A great office manager makes your company better and more valuable. To put it simply, after reaching 10 to 15 employees, I don’t think you can have a great company without a great office manager.

3. Regulatory lead. Also important, but for very different reasons, is someone to steer your business through the myriad regulatory matters that will invariably crop up. This role is frequently an attorney, either on staff or at an outside firm. A young company may not have the resources for a full-time manager of regulatory affairs, but you should have access to the firepower you need. Browse recent headlines and you quickly realize that regulatory matters can range from federal laws to state regulatory roadblocks, such as Tesla’s battles over laws protecting auto dealerships, to local ordinances, such as cities imposing limits on Uber, Lyft and Sidecar.

Disruptive business models, such as online marketplaces, are prone to attract the attention of politicians and regulators, frequently stirred up by entrenched competitors.

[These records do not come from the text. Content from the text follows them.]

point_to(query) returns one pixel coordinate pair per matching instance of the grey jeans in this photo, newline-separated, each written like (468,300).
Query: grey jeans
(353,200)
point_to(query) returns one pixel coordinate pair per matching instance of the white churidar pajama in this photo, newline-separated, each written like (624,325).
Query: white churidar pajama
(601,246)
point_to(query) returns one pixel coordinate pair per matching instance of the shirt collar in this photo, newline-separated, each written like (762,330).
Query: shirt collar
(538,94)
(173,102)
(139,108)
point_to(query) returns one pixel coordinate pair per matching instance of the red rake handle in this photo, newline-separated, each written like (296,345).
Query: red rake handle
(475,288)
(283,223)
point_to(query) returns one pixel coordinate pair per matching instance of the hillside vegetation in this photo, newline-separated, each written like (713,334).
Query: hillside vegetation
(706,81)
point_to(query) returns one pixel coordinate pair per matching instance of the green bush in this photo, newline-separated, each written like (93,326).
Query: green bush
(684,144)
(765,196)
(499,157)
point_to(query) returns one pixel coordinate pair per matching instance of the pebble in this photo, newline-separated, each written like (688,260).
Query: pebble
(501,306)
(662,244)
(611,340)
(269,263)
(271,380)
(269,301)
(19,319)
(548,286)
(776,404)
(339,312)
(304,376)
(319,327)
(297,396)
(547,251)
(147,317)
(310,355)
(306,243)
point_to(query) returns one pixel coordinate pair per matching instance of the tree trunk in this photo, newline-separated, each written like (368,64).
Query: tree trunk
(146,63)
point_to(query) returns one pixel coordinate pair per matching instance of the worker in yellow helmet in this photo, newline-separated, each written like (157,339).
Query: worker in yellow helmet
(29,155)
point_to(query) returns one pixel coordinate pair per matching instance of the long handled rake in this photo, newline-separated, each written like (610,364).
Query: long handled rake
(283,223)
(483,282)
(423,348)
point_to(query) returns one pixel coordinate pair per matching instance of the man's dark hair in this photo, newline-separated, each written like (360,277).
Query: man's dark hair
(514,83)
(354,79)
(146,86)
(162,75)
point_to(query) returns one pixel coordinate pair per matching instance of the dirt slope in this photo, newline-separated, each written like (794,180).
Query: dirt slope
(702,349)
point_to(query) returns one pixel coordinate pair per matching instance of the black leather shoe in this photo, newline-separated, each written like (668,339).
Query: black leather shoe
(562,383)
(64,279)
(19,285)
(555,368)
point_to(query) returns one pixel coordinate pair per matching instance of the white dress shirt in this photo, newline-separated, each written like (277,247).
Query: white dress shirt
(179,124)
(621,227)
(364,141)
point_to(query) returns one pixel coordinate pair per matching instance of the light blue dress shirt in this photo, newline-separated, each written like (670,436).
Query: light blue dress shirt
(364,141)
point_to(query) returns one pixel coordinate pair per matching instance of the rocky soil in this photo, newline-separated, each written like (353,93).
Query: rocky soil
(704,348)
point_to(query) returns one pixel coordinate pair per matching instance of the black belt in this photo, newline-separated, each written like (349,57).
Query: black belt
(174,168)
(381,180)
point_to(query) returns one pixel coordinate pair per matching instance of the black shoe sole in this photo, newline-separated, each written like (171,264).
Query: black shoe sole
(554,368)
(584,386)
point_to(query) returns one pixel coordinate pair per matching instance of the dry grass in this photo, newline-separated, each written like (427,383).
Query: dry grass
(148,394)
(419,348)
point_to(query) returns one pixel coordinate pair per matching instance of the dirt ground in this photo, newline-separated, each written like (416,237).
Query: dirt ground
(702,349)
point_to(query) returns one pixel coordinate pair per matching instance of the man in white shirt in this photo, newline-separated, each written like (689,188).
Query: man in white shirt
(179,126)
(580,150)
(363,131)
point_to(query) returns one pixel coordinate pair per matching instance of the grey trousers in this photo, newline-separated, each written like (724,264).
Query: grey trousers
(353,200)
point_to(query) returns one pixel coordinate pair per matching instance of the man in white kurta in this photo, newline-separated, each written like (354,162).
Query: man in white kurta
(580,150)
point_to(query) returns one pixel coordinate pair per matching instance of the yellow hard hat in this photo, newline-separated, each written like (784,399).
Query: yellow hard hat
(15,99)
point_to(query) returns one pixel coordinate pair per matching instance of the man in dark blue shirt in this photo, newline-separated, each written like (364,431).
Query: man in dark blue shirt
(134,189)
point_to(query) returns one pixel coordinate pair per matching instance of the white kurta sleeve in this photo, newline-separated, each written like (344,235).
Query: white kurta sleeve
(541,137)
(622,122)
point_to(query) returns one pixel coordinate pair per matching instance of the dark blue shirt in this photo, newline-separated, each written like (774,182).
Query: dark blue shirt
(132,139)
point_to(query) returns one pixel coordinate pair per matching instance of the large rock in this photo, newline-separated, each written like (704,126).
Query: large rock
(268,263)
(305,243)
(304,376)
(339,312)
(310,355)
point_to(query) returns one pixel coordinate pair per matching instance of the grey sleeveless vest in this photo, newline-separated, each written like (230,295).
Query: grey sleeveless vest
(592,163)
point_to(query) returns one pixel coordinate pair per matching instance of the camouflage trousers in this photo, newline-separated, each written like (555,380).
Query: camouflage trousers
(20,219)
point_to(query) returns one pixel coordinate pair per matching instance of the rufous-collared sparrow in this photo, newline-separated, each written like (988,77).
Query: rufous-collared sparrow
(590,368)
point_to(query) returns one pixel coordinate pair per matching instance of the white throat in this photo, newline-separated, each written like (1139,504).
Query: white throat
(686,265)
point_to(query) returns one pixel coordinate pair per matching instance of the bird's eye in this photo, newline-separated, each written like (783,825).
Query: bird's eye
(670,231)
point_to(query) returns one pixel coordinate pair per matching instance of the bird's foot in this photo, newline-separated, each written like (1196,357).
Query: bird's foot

Just as a startup should have a business continuity plan to account for potential disruptions or crises, you should do a genuine evaluation of real and potential regulatory risks that your business could face. From that assessment, you should invest sooner rather than later in the appropriate regulatory resources. If you don’t fill the role of regulatory lead, you could find these matters sucking up internal resources at points when you least expect it.

Every startup is unique, and every growth story has a different trajectory, but from my experience, I would say these roles are three of the most commonly overlooked in the process of building out an effective team. Fill them early and with superstars, and you’ll smooth the day-to-day operations of your business, avoid disruptions in the future and be able to focus more effectively on growing your company.